Prepare your oven by preheating it to 250 degrees.
Next, prepare the leftover pork by emptying it into an oven-safe dish or a roasting pan and topping it off with a dash of your favorite bbq sauce or broth.
Place the dish on the middle rack of your preheated oven and cook until done, stirring every 10 minutes. After about half an hour, you should be looking at reheated pulled pork ready to grace the dining table.
With a slow cooker, water content is key because it will be simmering for a while and we wouldn’t want it to dry out.
Pour your pulled pork leftovers into the cooker followed by broth or your preferred flavoring liquid. Close it, and set it on warm for 2-3 hours, stirring every 30 minutes.

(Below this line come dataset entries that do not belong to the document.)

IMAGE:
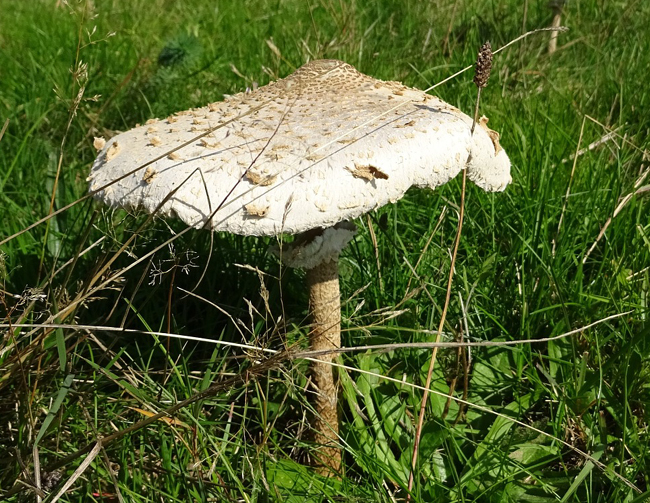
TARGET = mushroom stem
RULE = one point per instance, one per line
(325, 309)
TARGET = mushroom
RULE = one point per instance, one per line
(303, 155)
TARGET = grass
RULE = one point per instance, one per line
(519, 274)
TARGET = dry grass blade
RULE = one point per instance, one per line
(96, 449)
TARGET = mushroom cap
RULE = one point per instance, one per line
(323, 145)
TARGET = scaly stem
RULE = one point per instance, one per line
(325, 309)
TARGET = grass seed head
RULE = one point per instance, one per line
(483, 65)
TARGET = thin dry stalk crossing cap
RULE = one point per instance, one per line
(323, 145)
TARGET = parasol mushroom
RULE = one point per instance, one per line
(303, 156)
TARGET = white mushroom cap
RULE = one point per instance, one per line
(323, 145)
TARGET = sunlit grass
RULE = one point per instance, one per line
(519, 274)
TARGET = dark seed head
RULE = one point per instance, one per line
(483, 65)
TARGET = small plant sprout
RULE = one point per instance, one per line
(301, 156)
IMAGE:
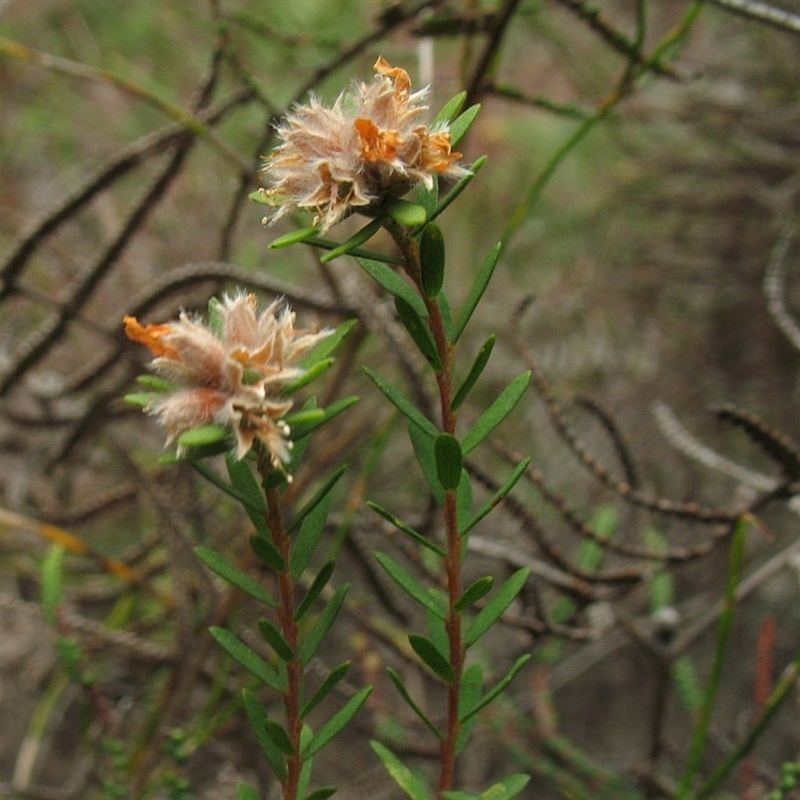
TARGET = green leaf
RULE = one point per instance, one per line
(279, 737)
(497, 412)
(494, 609)
(502, 790)
(419, 332)
(462, 123)
(320, 582)
(273, 637)
(431, 656)
(450, 109)
(329, 344)
(310, 375)
(398, 683)
(408, 780)
(406, 529)
(459, 187)
(248, 658)
(426, 458)
(258, 722)
(204, 436)
(403, 404)
(317, 634)
(449, 460)
(498, 689)
(409, 214)
(481, 360)
(234, 576)
(474, 592)
(411, 586)
(307, 540)
(303, 427)
(317, 497)
(336, 723)
(356, 240)
(245, 792)
(394, 284)
(52, 581)
(478, 288)
(267, 553)
(432, 259)
(323, 793)
(327, 686)
(295, 237)
(469, 697)
(499, 495)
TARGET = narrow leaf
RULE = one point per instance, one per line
(329, 344)
(336, 723)
(328, 685)
(418, 331)
(499, 495)
(278, 736)
(432, 259)
(267, 553)
(273, 637)
(258, 722)
(478, 288)
(316, 636)
(245, 792)
(497, 411)
(307, 540)
(398, 683)
(403, 404)
(204, 436)
(409, 781)
(468, 698)
(462, 123)
(410, 585)
(52, 576)
(498, 689)
(449, 460)
(393, 283)
(317, 498)
(295, 237)
(426, 458)
(431, 656)
(462, 184)
(248, 658)
(494, 609)
(481, 360)
(356, 240)
(406, 529)
(408, 214)
(234, 576)
(320, 582)
(474, 592)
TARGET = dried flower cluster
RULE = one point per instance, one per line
(370, 144)
(230, 375)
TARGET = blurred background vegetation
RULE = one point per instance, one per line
(130, 137)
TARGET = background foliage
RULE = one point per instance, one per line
(130, 136)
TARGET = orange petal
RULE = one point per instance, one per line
(150, 336)
(400, 77)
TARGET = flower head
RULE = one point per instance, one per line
(230, 373)
(369, 144)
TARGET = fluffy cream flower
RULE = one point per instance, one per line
(370, 144)
(231, 376)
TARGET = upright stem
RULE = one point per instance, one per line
(452, 564)
(289, 629)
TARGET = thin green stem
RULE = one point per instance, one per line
(292, 697)
(409, 249)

Any Pulled Pork Recipe Ideas?
Yes, plenty. They include pulled pork chili, barbecued pulled pork mac and cheese, pulled pork sweet potato hash, pulled pork egg rolls, pulled pork stuffed peppers, pulled pork pizza, and pulled pork tamales just to mention a few.
It’s a Wrap
So, can you freeze pulled pork? Absolutely. Vacuum-sealing pulled pork is a foolproof way of preserving what’s left of your pork shoulder or pork butt. Vaccum-sealed pulled pork can last in the fridge for up to a year, which is no easy feat.
However, this demands the use of a vacuum sealer which is not always available. If that’s the case, freeze your pulled pork in sealable freezer bags or containers that are airtight. This should store well for 2-6 months.